Last active Jun 27, 2022
#youtubearchive has a bot that provides some control over a YouTube archiving setup. Videos are downloaded with a patched yt-dlp and saved to cloud storage.

In 2018, deleted videos were uploaded to IA into now-deindexed youtube_CHANNELID items. Uploads were suspended later in 2018 for a big software rewrite. In 2022, IA informed us that it longer wants the deleted YouTube videos collected by this project.

We do not yet have a nice way to browse the archived videos, but they can be manually retrieved.

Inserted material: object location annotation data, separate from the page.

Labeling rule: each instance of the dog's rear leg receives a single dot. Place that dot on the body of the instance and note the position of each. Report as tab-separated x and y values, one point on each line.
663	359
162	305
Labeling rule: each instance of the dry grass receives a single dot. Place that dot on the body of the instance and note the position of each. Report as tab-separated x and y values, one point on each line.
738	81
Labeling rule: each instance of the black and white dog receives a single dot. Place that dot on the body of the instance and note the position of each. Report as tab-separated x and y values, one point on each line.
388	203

If you have rack space, bandwidth, servers, or hard drives available for storing deleted videos, please let us know in the channel. This is somewhat urgent as the cloud storage may go away at an unknown time.

Using the IRC bot

You do not necessarily need access to the IRC bot. If you have a good list of channels to archive, please link to the list in the IRC channel. If something is urgent, ping benjins, JAA, ivan, or other active users with voice or ops.

  • !help shows help
  • !password PMs you the username and password for accessing the dashboard, logs, and stats
  • !status shows how many tasks and task-starting scripts are running
  • [+v/+o req.] !a <channel, user, playlist, or /watch?v= URL> [rationale] start a task to grab videos not yet grabbed
    • Note: no notification on completion, use !s or run again to make sure everything was grabbed
    • Include a rationale for channels that don't obviously meet the inclusion criteria
  • !s <channel, user, playlist, /watch?v= URL, or folder> shows how many videos are saved in the main folder for the corresponding channel or playlist; for /watch?v= URLs, the number of captures saved for the video
    • Beware the latest N videos shown here are confusingly reverse-sorted by upload time, not publish time
  • [+v/+o req.] !sa <channel, user, playlist, or /watch?v= URL> equivalent to !s followed by !a
  • [+v/+o req.] !abort TASK_NAME aborts a task
    • Use the task name from the dashboard or the -> TASK_NAME message, not a URL.
  • [+v/+o req.] !delist FOLDER removes a folder from the lists used by the task-starting scripts

If a video is already downloaded, it will be not be downloaded again. Only the first-downloaded version of the video and metadata is preserved.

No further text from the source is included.